Support » Plugin: iThemes Security (formerly Better WP Security) » Releasing Lockout when you’re Locked out

Viewing 5 replies - 1 through 5 (of 5 total)
  • @bchabot

    If it is a user lockout it will by default expire after 15 minutes.

    However if the brute force attack continues while hitting that same account it may get locked out again and again and again … thus making the temporary user lockout kind of permanent.

    So best thing to do is to prevent your account from being found.

    Don’t use accounts like admin or as present in the domain name of the site …
    Prevent user enumeration.

    Basically make your account(s) as strongly secured as your password.

    @bchabot, I had the same problem and Gerroald from iThemes support helped me resolve it.

    1 – FTP into your back end via your domain control panel.
    2 – Create a second IMAP/POP3 email account
    3 – Navigate to your plugins folder and rename the “WP Better Security” folder to “WP Better Security.bak”
    4 – Login in your site as normal and create a second admin account using your new IMAP/POP3 email credentials
    5 – Logout and rename your “WP Better Security.bak” folder back to “”WP Better Security”.
    6 – Log in with your new admin account and re-activate the IThemes security plugin.

    Are you using the banned IP’s section in the banned users section to ban the IP addresses of the hackers that are trying to breach your site and generating 404 and .php errors on your site?

    I have over 2,500 IP addresses banned and update it weekly.

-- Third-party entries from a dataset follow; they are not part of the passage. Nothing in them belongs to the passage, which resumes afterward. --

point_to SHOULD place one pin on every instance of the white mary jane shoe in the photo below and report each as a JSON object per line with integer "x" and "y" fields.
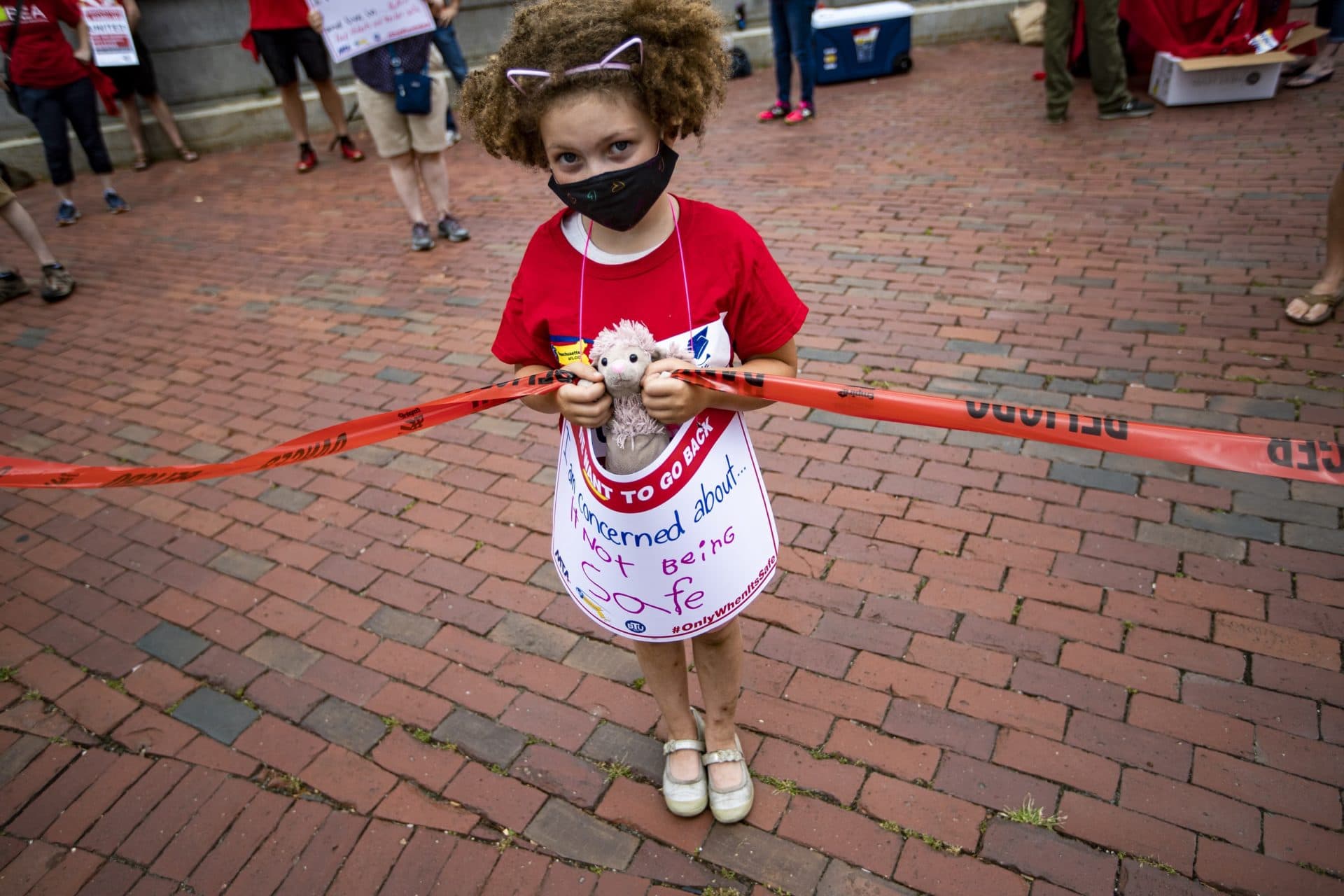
{"x": 686, "y": 798}
{"x": 730, "y": 806}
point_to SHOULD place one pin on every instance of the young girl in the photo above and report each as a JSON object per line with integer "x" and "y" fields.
{"x": 597, "y": 92}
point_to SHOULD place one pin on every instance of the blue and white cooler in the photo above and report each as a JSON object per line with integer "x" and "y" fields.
{"x": 862, "y": 42}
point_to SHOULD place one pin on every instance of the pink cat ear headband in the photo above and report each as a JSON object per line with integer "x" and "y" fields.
{"x": 603, "y": 65}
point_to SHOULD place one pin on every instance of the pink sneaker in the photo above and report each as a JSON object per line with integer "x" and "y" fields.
{"x": 803, "y": 112}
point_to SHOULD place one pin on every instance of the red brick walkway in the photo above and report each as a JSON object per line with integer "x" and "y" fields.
{"x": 355, "y": 676}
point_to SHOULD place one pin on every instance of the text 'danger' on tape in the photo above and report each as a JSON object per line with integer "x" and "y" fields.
{"x": 1307, "y": 460}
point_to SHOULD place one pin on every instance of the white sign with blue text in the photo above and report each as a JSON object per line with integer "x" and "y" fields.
{"x": 671, "y": 551}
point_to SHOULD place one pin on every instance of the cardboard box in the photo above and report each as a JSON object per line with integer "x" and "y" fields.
{"x": 1236, "y": 78}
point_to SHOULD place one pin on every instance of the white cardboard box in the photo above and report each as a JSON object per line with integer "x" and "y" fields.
{"x": 1234, "y": 78}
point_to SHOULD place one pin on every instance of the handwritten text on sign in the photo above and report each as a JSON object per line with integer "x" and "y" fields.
{"x": 353, "y": 27}
{"x": 109, "y": 35}
{"x": 675, "y": 550}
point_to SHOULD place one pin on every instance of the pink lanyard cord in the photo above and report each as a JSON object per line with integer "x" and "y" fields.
{"x": 686, "y": 280}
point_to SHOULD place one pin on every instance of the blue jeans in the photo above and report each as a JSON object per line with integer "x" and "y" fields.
{"x": 1329, "y": 14}
{"x": 445, "y": 38}
{"x": 50, "y": 109}
{"x": 790, "y": 27}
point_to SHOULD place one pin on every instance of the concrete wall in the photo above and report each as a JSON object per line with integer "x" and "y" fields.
{"x": 220, "y": 99}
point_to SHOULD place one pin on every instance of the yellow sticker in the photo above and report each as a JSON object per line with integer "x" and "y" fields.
{"x": 571, "y": 352}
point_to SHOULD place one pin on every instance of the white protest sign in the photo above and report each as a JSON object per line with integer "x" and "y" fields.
{"x": 671, "y": 551}
{"x": 109, "y": 35}
{"x": 351, "y": 27}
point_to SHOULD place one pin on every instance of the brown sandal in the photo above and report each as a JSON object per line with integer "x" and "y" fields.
{"x": 1312, "y": 301}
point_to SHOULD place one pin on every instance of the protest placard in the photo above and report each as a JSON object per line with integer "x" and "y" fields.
{"x": 671, "y": 551}
{"x": 351, "y": 27}
{"x": 109, "y": 35}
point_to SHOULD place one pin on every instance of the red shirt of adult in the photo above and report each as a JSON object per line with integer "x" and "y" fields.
{"x": 42, "y": 57}
{"x": 269, "y": 15}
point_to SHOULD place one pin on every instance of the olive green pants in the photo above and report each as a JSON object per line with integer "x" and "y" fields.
{"x": 1104, "y": 54}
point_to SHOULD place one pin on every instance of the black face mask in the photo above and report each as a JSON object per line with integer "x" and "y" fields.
{"x": 620, "y": 199}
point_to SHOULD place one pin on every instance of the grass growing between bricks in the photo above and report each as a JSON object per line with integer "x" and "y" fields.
{"x": 927, "y": 839}
{"x": 1032, "y": 814}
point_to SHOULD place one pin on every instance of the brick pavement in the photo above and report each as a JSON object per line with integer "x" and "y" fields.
{"x": 355, "y": 675}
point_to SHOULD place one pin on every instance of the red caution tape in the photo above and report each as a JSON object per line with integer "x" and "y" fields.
{"x": 18, "y": 473}
{"x": 1312, "y": 461}
{"x": 1306, "y": 460}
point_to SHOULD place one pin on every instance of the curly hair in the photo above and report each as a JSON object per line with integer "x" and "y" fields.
{"x": 679, "y": 83}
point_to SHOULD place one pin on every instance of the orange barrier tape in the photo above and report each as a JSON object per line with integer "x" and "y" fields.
{"x": 19, "y": 473}
{"x": 1312, "y": 461}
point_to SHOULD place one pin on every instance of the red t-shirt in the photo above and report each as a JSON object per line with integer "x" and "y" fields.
{"x": 42, "y": 57}
{"x": 279, "y": 14}
{"x": 741, "y": 301}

    @bchabot I forgot to add that you should whitelist your IP addresses at home/work in the “Global Settings” section, that probably contributed to your problem. I had just changed broadband providers and forgot to whitelist my new IP address range that eventing and a hacker tried a brute force attack on my site that night and locked out my site on me.

    @markartisan. I found your contribution here very interesting but I am not sure if your advice would resolve my lock-out problem.

    After I found that the site was hacked, I changed the username and password through the ControlPanel Myphp and also removed the hackers credentials, but I am still not able to access the WP dashboard. The wp-admin page currently shows a link to upload. Please help. thanks

    Hey @s4emedia always happy to help 🙂

    Ok, two questions for you, do you have the login credentials to your domain, (you’ll find them in the welcome email from your ISP when you bought your domain) and when you look in your plugins folders, is the iThemes Security plugin activated?

Viewing 5 replies - 1 through 5 (of 5 total)
  • The topic ‘Releasing Lockout when you’re Locked out’ is closed to new replies.